For men there is no such thing as ”bad sex”, while women the world over complain about not being able to achieve an orgasm through penetrative sex. Whoever designed the two sexes, it is clear, has played a cruel joke. Men are indeed from Mars and women from Venus or is it rather Nkandla and Cape Town in our case?
It is this inability to understand and respect the complexity of female sexuality that lies at the heart of all heterosexual dysfunction, not only in South Africa but also across the globe. The reasons for this are multiple and can be located in cultural, social, religious and political understandings of male and female sexuality.
But apart from this sexual incompatibility, which practically requires from men considerably more effort than many are often prepared to invest, there are much more serious consequences for women who live in phallocentric sexual cultures.

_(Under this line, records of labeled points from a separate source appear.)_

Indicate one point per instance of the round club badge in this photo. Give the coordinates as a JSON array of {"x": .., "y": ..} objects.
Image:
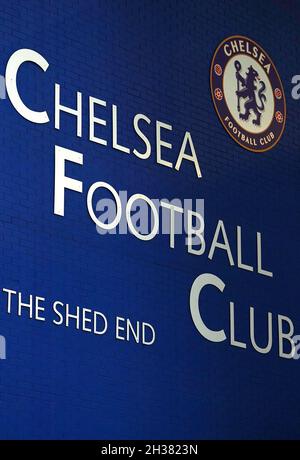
[{"x": 248, "y": 94}]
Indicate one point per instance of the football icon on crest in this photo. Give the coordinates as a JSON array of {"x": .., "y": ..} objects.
[{"x": 248, "y": 94}]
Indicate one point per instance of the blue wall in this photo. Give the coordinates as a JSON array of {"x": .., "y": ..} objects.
[{"x": 151, "y": 57}]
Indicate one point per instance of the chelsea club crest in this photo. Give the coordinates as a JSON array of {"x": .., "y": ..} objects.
[{"x": 248, "y": 94}]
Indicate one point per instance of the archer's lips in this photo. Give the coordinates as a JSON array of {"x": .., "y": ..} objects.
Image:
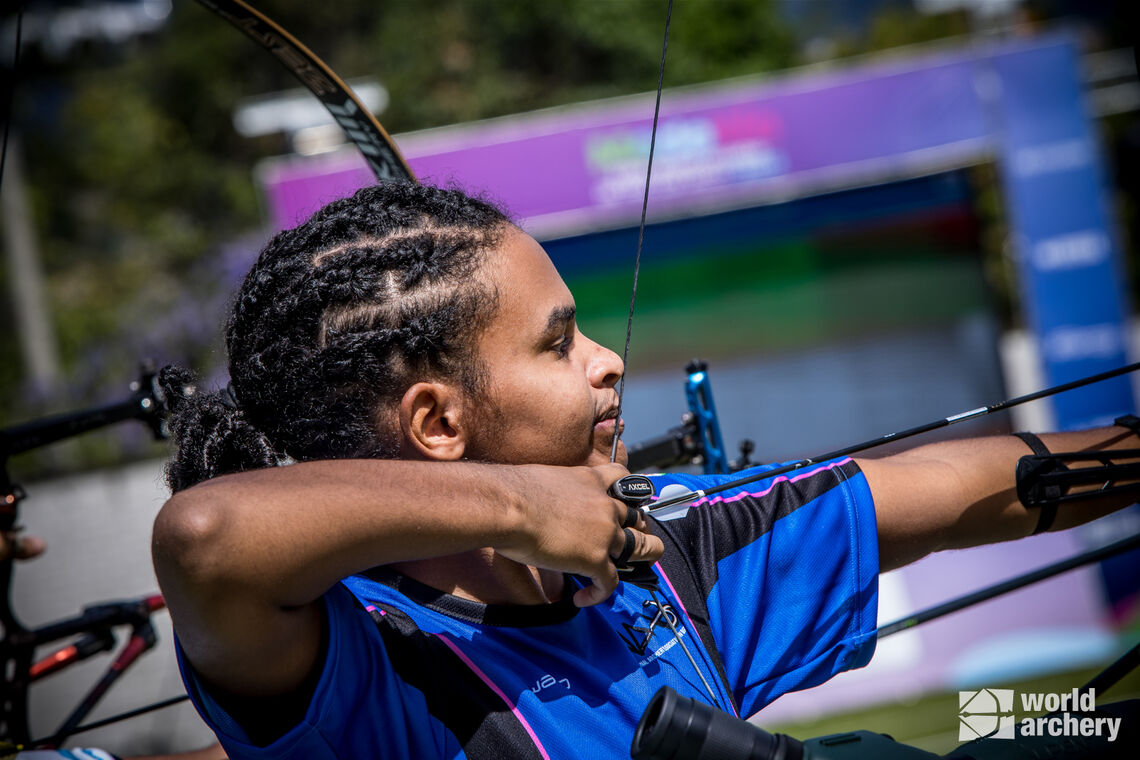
[{"x": 610, "y": 424}]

The inevitable inequality that this leads to places women at much greater risk when it comes to negotiating sex.
In South Africa, between the metaphors that Zuma and Zille might represent, exists an entirely different landscape and reality. It is a horrifying one, strewn with bloody victims: the 60 000-odd women who are raped annually in this country, the countless number of children who are abused as well as the shameful statistic that South Africa has the highest rate of HIV infection in the world.
In fact, even Zuma’s family has not been spared. In 1999 his first wife, our First Lady, Sizakele Khumalo, was gang raped by four young men at the president’s homestead in Nkandla. The men were all subsequently sentenced to between life and four years.
This is a battlefield deadlocked in competing understandings of freedom and equality of the sexes. It is evidenced in this country in numerous studies that have found that many women do not understand the notion of ”consensual sex”. This lack of decision-making power among women when it comes to negotiating sex is at the root of many of the challenges.
While I have no doubt that there are men, young and old, who delight in pleasuring women, the horrifying reality for women in this county — that one out of three of us will be raped in our lifetime — is the cold, hard truth.
Let’s hope, then, for a deeper, more committed debate, and not just among the chattering classes but also in the villages and outposts.
I suspect the idea of pleasing us in bed is not going to help much. A good start would be the undoing of dangerous patriarchal attitudes to women, a visible official commitment to eradicating gender violence and, most importantly, a better arrest and conviction rate for the abhorrent crime of rape, which remains an utterly shameful national scar.